Hij had haar nog één keer naar huis gebracht en was toen in het bosje tussen het zwembad en het voetbalveld blijven wachten tot de zon onderging. Huilend door het dorp fietsen, dat deed je niet. Hij had nog precies genoeg batterij in zijn walkman om twee nummers van Robert Johnson te draaien. Daarna nog twee sjekkies en het was donker genoeg om naar huis te fietsen.
Toen hij z’n fiets in de schuur zette, zag hij de oude vishengel van zijn opa staan. Er zat zelfs nog een klosje visdraad plus haakje, loodjes en dobbertje aan vast met een postbode-elastiek.
De volgende morgen liep hij met de hengel door de suikerbieten helemaal naar de sloot, halverwege het volgende dorp. Hij had een paar plakken brood meegenomen en deed een bolletje fijngeknepen brood aan de haak. Hij begon te vissen. Binnen vijf minuten ging de dobber onder en trok hij een visje uit het water. Het was de eerste vis die hij ooit ving en hij wist bij God niet wat hij ermee aan moest. Met de voorkant van zijn T-shirt om zijn linkerhand pakte hij het visje vast en prutste het haakje uit het vissenbekje. Zijn gebroken hart sloeg in zijn keel.

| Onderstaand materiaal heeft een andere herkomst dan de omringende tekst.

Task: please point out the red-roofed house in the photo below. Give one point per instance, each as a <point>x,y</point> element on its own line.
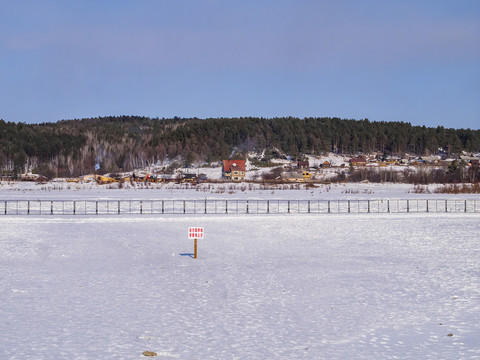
<point>234,170</point>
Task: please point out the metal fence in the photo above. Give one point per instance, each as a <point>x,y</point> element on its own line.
<point>107,207</point>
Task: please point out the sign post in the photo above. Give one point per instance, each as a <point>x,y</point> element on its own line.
<point>195,233</point>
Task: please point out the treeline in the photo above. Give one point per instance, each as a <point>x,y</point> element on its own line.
<point>123,143</point>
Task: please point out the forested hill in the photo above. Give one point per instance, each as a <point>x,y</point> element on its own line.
<point>73,147</point>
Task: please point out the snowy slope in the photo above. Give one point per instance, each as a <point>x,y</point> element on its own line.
<point>390,286</point>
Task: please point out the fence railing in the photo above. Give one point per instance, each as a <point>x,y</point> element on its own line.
<point>107,207</point>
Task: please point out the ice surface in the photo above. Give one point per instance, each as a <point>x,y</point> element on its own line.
<point>338,286</point>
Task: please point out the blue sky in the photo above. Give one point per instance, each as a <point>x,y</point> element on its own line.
<point>385,60</point>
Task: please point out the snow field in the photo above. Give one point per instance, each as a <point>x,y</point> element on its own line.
<point>338,286</point>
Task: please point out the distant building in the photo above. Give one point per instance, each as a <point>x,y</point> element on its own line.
<point>361,161</point>
<point>302,165</point>
<point>234,170</point>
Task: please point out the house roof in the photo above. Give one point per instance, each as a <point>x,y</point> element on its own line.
<point>233,165</point>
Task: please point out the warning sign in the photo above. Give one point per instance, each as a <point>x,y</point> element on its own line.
<point>196,233</point>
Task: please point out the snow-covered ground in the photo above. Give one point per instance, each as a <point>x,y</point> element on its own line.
<point>349,286</point>
<point>340,191</point>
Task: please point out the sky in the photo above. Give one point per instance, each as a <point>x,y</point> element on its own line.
<point>414,61</point>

Hij ging languit in het gras liggen. Hij had zich nog nooit zo kloten gevoeld. Maar hij voelde nog iets. Opluchting. Hij zag de blauwe lucht. Hij rook de nazomer. Hij wist dat hij zich nooit meer in onmogelijke bochten hoefde te wringen om zijn vriendinnetje tevreden te stellen. Zij wilde niet meer met hem. Maar hij ook helemaal niet meer met haar, kwam hij nu pas achter.

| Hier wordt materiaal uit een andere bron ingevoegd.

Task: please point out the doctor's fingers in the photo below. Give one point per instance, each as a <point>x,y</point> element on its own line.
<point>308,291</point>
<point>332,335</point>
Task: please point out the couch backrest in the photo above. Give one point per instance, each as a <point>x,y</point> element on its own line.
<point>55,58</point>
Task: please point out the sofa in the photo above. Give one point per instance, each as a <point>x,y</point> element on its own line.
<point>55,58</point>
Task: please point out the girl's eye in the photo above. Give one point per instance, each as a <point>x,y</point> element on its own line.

Avondenlang had hij haar altijd moeten vragen wat er was. En zij kon het avondenlang volhouden om niks terug te zeggen. Of ze zei dat hij maar eens even heel goed na moest denken over wat er zou kunnen zijn. Maar dat hoefde nu niet meer. Zij was opeens verder weg dan hij vorige week had kunnen denken.

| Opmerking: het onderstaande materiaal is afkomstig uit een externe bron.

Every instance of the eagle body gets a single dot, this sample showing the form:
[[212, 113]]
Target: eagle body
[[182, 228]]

Op z’n rug in het gras voelde hij vlinders in zijn buik. Vlinders van vrijheid. Zo gauw hij weer ging zitten en een nieuw stukje brood aan de haak deed, spoelde een modderstroom verdriet over de zojuist ontpopte vrijheidsvlindertjes. Dus ging hij maar weer languit in het gras liggen. De vlindertjes fladderden op uit de modder.
Zo was hij dagen bezig langs het water op de grote landbouwvlakte tussen twee dorpen in.
Nu, zoveel jaar later was hij weer op dezelfde plek. Zonder hengel. Hij hield niet van vissen. Had in zijn leven bijna nog nooit gevist. Maar de vrijheidsvlinders voelde hij nog steeds. Nu zowel zittend, liggend, staand als springend.